The official definition for UICC is found in ETSI TR 102 216, where it is defined as a "smart card that conforms to the specifications written and maintained by the ETSI Smart Card Platform project". In addition, the definition has a note that states that "UICC is neither an abbreviation nor an acronym".

NIST SP 800-101 Rev. 1 and NIST Computer Security Resource Center Glossary state that, "A UICC may be referred to as a SIM, USIM, RUIM or CSIM, and is used interchangeably with those terms", though this is an over-simplification. The primary component of a UICC is a SIM card.

== Design ==
A UICC consists of a CPU, ROM, RAM, EEPROM and I/O circuits. Early versions consisted of the whole full-size (85 × 54 mm, ISO/IEC 7810 ID-1) smart card. Soon the race for smaller telephones called for a smaller version of the card. The card was cropped down to 25 × 15 mm (ISO/IEC 7810 ID-000), as illustrated.

== 2G versus 3G ==

In 2G networks, the SIM card and SIM application were bound together, so that "SIM card" could mean the physical card, or any physical card with the SIM application.

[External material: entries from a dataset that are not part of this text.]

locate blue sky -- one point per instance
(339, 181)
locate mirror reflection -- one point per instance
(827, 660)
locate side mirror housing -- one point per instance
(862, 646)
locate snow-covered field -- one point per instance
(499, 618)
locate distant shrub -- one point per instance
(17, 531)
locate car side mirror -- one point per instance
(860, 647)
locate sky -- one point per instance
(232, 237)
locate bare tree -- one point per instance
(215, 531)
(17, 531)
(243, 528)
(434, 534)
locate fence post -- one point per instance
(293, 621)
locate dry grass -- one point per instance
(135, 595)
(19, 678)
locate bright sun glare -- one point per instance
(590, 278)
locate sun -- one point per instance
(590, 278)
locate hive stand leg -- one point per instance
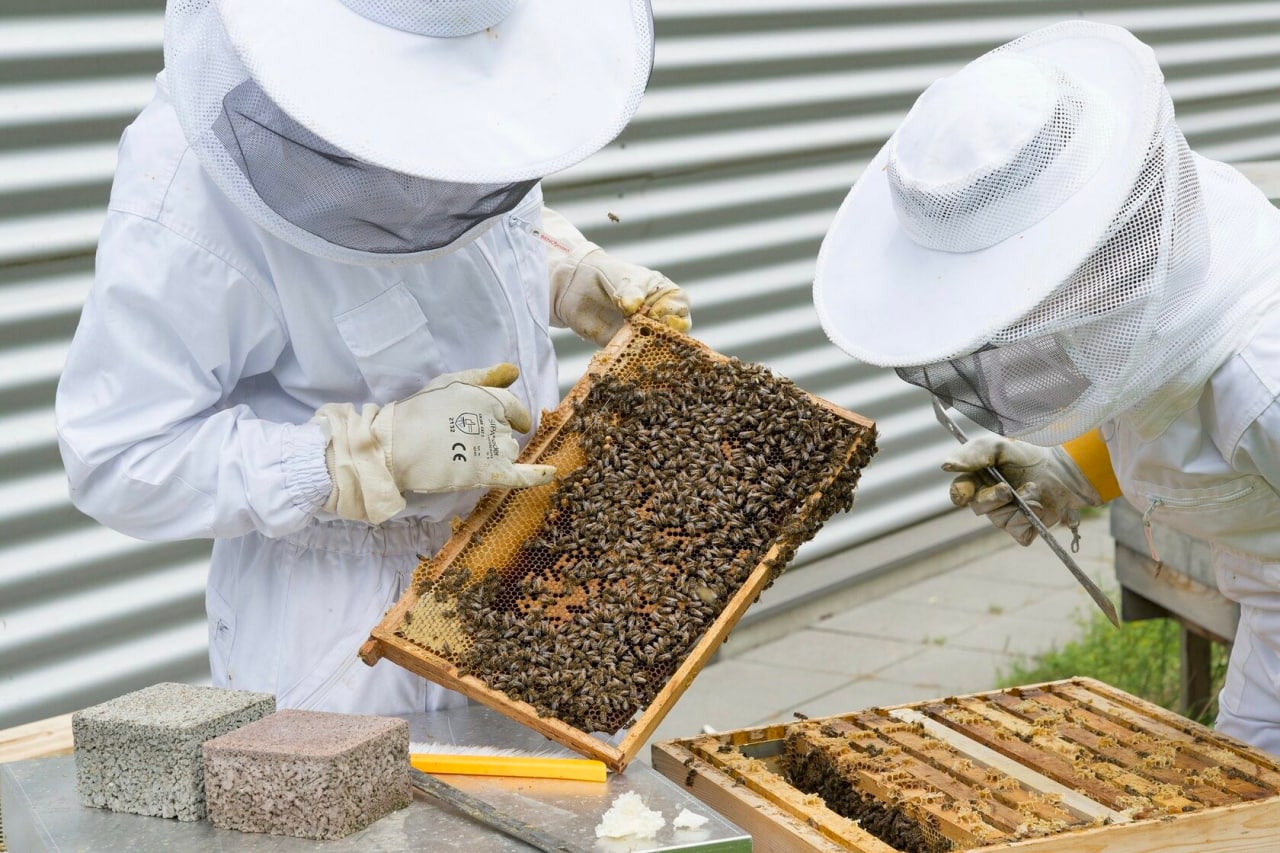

In a GSM network, the UICC contains a SIM application and in a UMTS network, it contains a USIM application. A UICC may contain several applications, making it possible for the same smart card to give access to both GSM and UMTS networks, and also provide storage of a phone book and other applications. It is also possible to access a GSM network using a USIM application and it is possible to access UMTS networks using a SIM application with mobile terminals prepared for this. With the UMTS release 5 a new application, the IP multimedia Services Identity Module (ISIM) is required for services in the IMS. The telephone book is a separate application and not part of either subscriber identity module.

In a cdmaOne/CDMA2000 ("CDMA") network, the UICC contains a CSIM application, in addition to 3GPP USIM and SIM applications. A card with all 3 features is called a removable user identity card, or R-UIM. Thus, the R-UIM card can be inserted into CDMA, GSM, or UMTS handsets, and will work in all three cases.

In 3G networks, it is a mistake to speak of a USIM, CSIM, or SIM card, as all three are applications running on a UICC card.

== Usage ==

Since the card slot is standardized, a subscriber can easily move their wireless account and phone number from one handset to another. This will also transfer their phone book and text messages. Similarly, usually a subscriber can change carriers by inserting a new carrier's UICC card into their existing handset. However, it is not always possible because some carriers (e.g., in U.S.) SIM-lock the phones that they sell, preventing rival carriers' cards from being used.

The use and content of the card can be protected by use of PIN codes. One code, PIN1, can be defined to control normal use of the phone. Another code, PIN2, can be set, to allow the use of special functions (like limiting outbound telephone calls to a list of numbers). PUK1 and PUK2 is used to reset PIN1 and PIN2 respectively.

The integration of the ETSI framework and the Application management framework of GlobalPlatform is standardized in the UICC configuration.